Research/Monolithic Integration of Microwave Passive Devices with RF-MEMS

2019-02-17 (日) 23:24:47 (243d)

機能レイヤ分離設計によるSOI RF−MEMS受動素子に関する研究
A Study on SOI RF-MEMS Passive Devices by Functional Layer-wise Design Method


A novel design of switched-line RF-MEMS (radio frequency micro electro mechanical systems) phase-shifter for the X-Ku band (8 ~ 18 GHz) has been successfully developed by monolithically integrating electrostatic MEMS actuators with movable coplanar waveguides made of single crystalline silicon. MEMS and RF waveguides designs have been performed with minimum geometrical conflicts thanks to the layer-wise functional allocation method, where double surfaces of SOI (silicon on insulator) wafer are used.


We have successfully demonstrated the design principle on a 1-bit phase-shifter of 22.5 degrees at 12 ~ 13 GHz and obtained insertion loss of 1.6 ~ 1.9 dB/bit, return loss of -9 ~ -13 dB, and isolation of -40 dB by the electrostatic operation under 40 V.

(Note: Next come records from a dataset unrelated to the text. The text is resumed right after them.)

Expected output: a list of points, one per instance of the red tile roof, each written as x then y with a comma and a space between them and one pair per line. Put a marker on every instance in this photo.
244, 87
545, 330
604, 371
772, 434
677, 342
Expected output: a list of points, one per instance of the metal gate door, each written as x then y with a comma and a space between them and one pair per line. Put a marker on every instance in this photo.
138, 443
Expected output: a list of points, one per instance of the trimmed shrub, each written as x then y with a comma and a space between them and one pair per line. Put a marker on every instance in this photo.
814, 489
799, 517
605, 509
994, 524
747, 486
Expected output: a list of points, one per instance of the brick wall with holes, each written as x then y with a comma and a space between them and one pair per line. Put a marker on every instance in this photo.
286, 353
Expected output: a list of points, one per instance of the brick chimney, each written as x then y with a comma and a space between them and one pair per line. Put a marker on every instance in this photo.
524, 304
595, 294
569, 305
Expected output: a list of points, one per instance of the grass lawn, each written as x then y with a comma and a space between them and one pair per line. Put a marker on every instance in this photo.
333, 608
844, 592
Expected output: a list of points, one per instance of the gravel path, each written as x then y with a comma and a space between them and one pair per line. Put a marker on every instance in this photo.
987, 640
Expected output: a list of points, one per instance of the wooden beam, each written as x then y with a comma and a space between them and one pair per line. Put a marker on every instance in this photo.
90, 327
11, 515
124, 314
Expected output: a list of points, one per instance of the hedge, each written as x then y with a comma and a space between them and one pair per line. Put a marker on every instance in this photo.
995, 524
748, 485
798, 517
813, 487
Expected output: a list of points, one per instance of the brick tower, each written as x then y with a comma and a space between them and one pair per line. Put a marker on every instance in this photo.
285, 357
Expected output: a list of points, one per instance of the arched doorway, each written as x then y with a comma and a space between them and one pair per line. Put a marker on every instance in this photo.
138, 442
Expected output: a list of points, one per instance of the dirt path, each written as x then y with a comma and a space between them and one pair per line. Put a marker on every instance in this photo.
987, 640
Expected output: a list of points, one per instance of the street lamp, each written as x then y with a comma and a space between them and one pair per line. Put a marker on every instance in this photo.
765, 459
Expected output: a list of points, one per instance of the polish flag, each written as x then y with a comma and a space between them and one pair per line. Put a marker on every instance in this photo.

APAA (Active Phase Array Antenna) is an agile antenna that can electronically control the direction of radiation at fast speed. Due to the large number of arrayed electronic components such as solid-state amplifiers and phase shifters, however, the cost of constructing an APAA is not in a range that a commercial application can afford. In this work, we aim to lower the cost of such system by newly using the MEMS technology to construct a monolithic phase shifter (4-bit).


本研究で試作した移相器は、長短2本の遅延線のうち、一方をスイッチによって選択する線路選択型の移相器です。この位相器を構成するには、1入力2出力(Single Pole Double Throw, SPDT)スイッチが2系統必要です(Dual SPDS)。

A switch is used to choose one of the longer or shorter delay lines to control the phase delay. One bit of such phase shifter needs two pieces of SPDT (Single Pole Double Throw) switches or Dual-SPDT.

RF-MEMS Structure by Layer-separation Design



We adopted our own MEMS design technique called "Layer Separation" to construct an RF-MEMS switch; the handle substrate of an SOI layer is used as a body of CPW (co-planar waveguide) cantilever beam that laterally swings to close a metal-to-metal contact, while the SOI active layer is used to integrate an electrostatic micro actuator. The developed switch structures have a compatibility and scalability to an N-bit monolithic switch integrated in a silicon substrate of high impedance.

Bulk Micromachining



In this work, we used a thick plated gold (4 microns) on the handle wafer side of an SOI, and used it as a CPW contact as well as an etching mask for the DRIE processe.


As a proof-of-concept level demonstration, we have developed a unit cell of 1-bit monolithick RF-MEMS switch and confirmed its electrostatic operation and high frequency performances.

Openhouse Poster

We have developed a monolithically integrated RF-MEMS phase-shifter for a 12 GHz application by improving the previously reported dual SPDT RF-MEMS switch. SOI substrate was used to accommodate the electrostatic actuation mechanism in the 30 mm-thick silicon layer and to allocate mechanically movable waveguides on the 100 mm-thick substrate; electroplating of 4 mm thick gold was applied onto the waveguide surface to lower the microwave insertion loss.

At the same time, high resistance silicon was used for the handle wafer of the SOI to minimize dielectric loss. Electrostatic operation at 40 V was successfully demonstrated to present a 1-bit phase shifter of 22.5 degrees at 12 ~ 13 GHz, insertion loss of 1.6 ~ 1.9 dB/bit, return loss of -9 ~-13 dB, and isolation of less than -40 dB.